Non posso sapere quanto sia ristoratore andare in ufficio, perché il mio ufficio è il tavolo della cucina. Ma quell’annaspare in cerca di una presa d’aria… come dire: sounds familiar. Soprattutto adesso, lasciata sola da un’incosciente “sorella-scuola” che ha chiuso per ferie: avevo ragione a prevedere grandi, grandi fatiche. Forse è fin peggio di quanto mi aspettassi.

Isabelle è ancora piccola, dipende da me, posso “gestirla”: decido più o meno io quando e cosa fare. E, soprattutto, dorme. Inutile prenderci per il c.: il sonnellino dei piccoli è la risurrezione dei grandi.

Ma Patrick e Sarah sono già fuori controllo: giocano quando vogliono, a quello che vogliono, rispondono, non rispondono, riordinano (???), non riordinano. Chiedono: in continuazione.

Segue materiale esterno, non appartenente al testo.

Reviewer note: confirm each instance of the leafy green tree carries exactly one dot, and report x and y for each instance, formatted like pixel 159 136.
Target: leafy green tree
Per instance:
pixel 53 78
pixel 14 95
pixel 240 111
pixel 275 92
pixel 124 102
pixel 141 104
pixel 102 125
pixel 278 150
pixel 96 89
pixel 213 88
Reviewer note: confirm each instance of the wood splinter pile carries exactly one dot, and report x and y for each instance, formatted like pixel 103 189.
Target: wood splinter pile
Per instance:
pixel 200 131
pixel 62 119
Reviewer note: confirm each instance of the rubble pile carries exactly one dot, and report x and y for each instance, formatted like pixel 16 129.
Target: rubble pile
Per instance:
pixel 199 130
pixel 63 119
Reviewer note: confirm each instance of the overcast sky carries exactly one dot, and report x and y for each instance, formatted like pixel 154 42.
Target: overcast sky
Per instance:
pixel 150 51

Alla conquistata autonomia non si accompagna però il buonsenso per notare che, a quella loro insistenza, la madre non può rispondere fulminea perché piegata a novanta a pulire il succo rovesciato. Che ci metterà cinque minuti a prendergli la tal scatola in alto o ritrovare quel foglio disperso perché impegnata a pulire qualche sedere. Che per raggiungerli in camera e staccare quei due pezzetti di lego che non si schiodano, deve prima assicurarsi che il tavolo al cospetto di Isabelle non abbia brik di succhi di frutta, cartoni di latte aperti o collezioni di acquarelli o perline. Oppure caricarsi in braccio dieci chili e mezzo di ciccetta sudata.
In effetti, mi domando perché autonomia e buonsenso non si sviluppino parallelamente. Un altro piccolo baco del Sistema-Natura.

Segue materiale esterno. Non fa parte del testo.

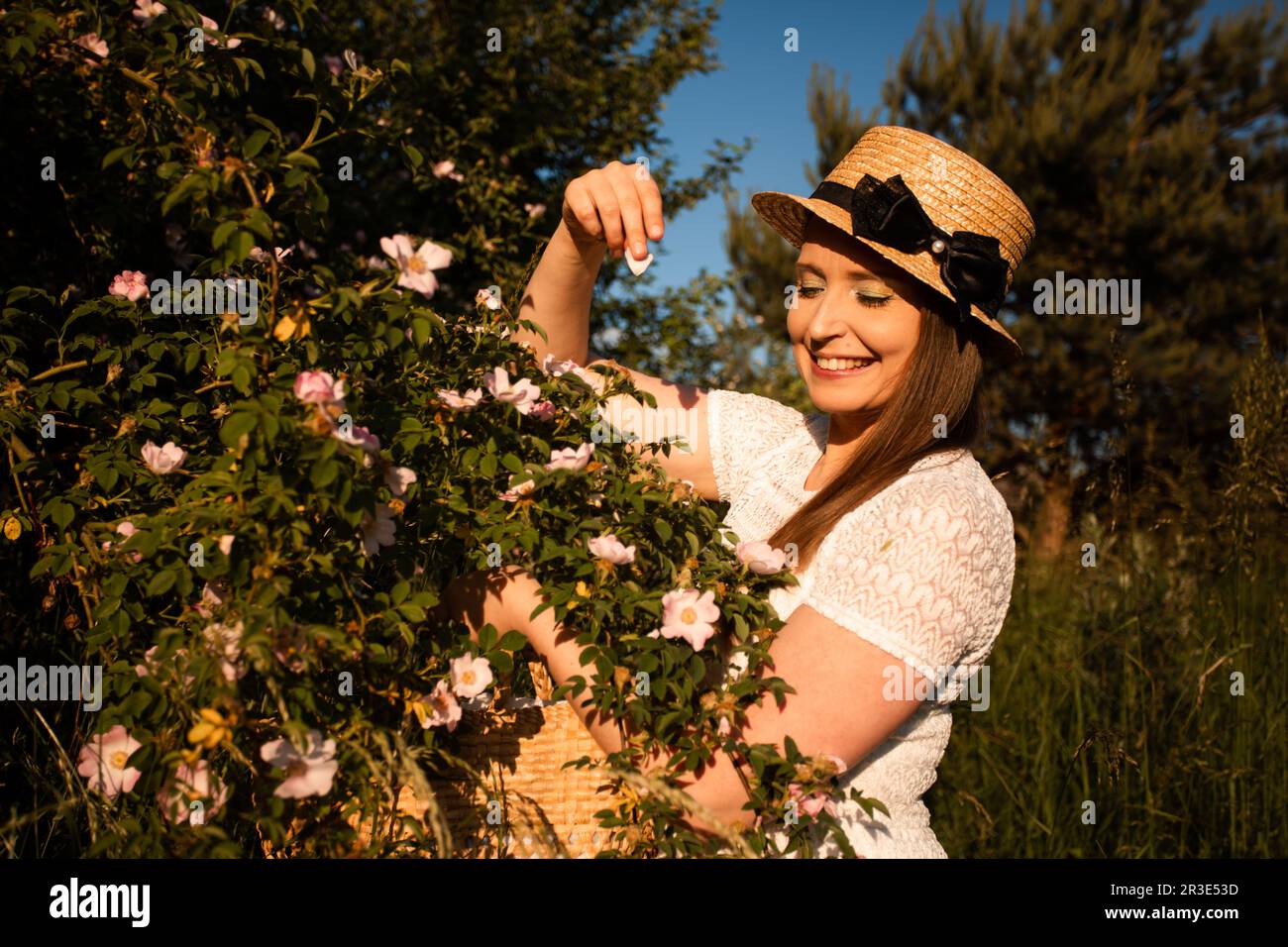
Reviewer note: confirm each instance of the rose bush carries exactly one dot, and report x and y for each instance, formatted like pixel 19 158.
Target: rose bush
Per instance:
pixel 248 518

A.si rincuora ascoltandomi: “Mi sembra di passare il tempo solo a pulire e riordinare.”
“Certo, lo dico sempre: sai come hanno fatto a inventare Cenerentola? Hanno preso una mamma, diviso per cento, ed è uscita Cenerentola.”

Che poi: bravi sono anche bravi (a volte). È che io, in queste giornate senza pausa, li ho sempre davanti. Davanti quando giochiamo (o giocano), davanti quando mangiamo (o mangiano), davanti quando parliamo, leggiamo. Quando, semplicemente, “esistiamo”. Davanti anche se sono di schiena. Arrivo a sera che c’ho la SEEF (Sindrome da Eccessiva Esposizione ai Figli). Ormai anziché l’ice cream gli do l’I scream. Rincasa Mathias e glieli consegno. Ho bisogno di non vederli. Per un po’.
“L’amore non c’entra – rassicuro A. – è che è proprio fisiologico.”
“Ah. Pensavo di essere l’unica…”

E allora lo ripeto: non sei l’unica, non sei la sola, non sei snaturata. Sei solo ubriaca. Ti serve un’aspirina, una nottata e un bicchier d’acqua.
Qualsiasi piacere è tale se ha dei limiti. Ti sfido a bere vodka per dodici ore di fila: poi dimmi come stai.

In fondo anche con l’uomo che ami: i primi tempi siete il dritto e il rovescio di un foglio. Ma dopo un po’ ti scolli anche, e allora cominci a scrivere una storia.

È tutto normale, ripeto: l’amore non c’entra.